The Johns Hopkins team have previously shown Viagra can block the short-term effects of hormonal stress in the heart in mice.

But it had been thought to have little direct effect on the human heart.

Contractions

This study looked at 35 men and women, with an average age of 30 and no previous signs of coronary artery disease.

They were all given an injections of an adrenaline-like chemical called dobutamine, which increases heart rate and pumping strength in the same way as emotional or exercise stress, or heart failure.

They were then randomly assigned to either take 100mg of Viagra or a dummy pill before receiving a second injection.
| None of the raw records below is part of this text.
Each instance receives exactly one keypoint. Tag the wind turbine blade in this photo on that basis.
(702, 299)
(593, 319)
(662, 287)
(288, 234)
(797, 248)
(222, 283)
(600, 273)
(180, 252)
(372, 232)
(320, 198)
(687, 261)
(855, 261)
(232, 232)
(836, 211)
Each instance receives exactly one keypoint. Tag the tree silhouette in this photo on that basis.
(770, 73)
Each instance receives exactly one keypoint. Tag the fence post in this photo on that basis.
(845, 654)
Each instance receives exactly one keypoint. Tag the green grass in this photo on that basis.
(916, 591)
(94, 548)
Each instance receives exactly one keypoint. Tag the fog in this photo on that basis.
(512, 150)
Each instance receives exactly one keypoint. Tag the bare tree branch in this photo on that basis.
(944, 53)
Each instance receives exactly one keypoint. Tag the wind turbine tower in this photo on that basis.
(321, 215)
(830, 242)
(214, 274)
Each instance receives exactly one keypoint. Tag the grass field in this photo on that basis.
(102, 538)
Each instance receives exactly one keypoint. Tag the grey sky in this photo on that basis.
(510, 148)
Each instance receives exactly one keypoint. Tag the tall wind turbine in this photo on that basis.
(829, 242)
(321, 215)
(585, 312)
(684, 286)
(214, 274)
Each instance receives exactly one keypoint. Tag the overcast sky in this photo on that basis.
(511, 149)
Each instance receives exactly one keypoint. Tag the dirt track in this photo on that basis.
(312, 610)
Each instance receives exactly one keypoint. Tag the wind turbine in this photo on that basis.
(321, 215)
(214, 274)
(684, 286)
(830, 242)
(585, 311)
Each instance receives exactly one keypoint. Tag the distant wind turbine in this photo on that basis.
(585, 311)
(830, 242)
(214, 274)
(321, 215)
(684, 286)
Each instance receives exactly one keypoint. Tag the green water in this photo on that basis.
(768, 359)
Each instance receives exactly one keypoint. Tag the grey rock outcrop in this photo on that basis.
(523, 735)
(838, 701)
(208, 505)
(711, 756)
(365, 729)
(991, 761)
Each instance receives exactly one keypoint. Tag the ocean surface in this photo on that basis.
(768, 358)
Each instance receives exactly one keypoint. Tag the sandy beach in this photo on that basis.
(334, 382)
Heart function was measured before and after each jab.

After the first injection of dobutamine, the force of heart contraction increased by 150% in both groups.

In the dummy pill group, the same effect was seen after the second injection.

However, in the group treated with Viagra the increased heartbeat was slowed by 50%, resulting in a smaller increase in blood flow and blood pressure generated by the heart in response to chemical stimulation.

No adverse side effects on the heart were seen.

Viagra helps maintain erections by blocking the action of an enzyme which prevents the relaxation of blood vessels in the penis.

The same enzyme, called phosphodiesterase 5 (PDE5A), is also involved in the breakdown of a key molecule, cyclic GMP, which helps control stresses and limit heart enlargement.

Heart warning

Professor David Kass, the cardiologist who led the study, said: "Sildenafil effectively puts a 'brake' on chemical stimulation of the heart."

He added: "Knowing more about the effects of sildenafil on heart function will allow for safer evaluation of its use as a treatment for heart problems.

"Until now, it was widely thought that drugs like sildenafil had no effects on the human heart and that its only purpose was vasodilation in the penis and the lungs."

He said further studies should be carried out to investigate Viagra's immediate and long-term effects on the heart.

Dr Charmaine Griffiths, from the British Heart Foundation, said: "Viagra has been a real advance in treating impotence, which affects nearly half of men between 40 and 70 years old.

"The findings that Viagra affects blood pressure is not surprising - before it was known as a successful treatment for impotence, it was actually being researched for lowering effects on blood pressure."

But she added: "If you have a heart condition you should check with your doctor before taking Viagra.

"Mixing this drug with other heart medicines or taking it if you have angina (heart pain on exercise) without advice from a health professional or GP can be dangerous for heart patients."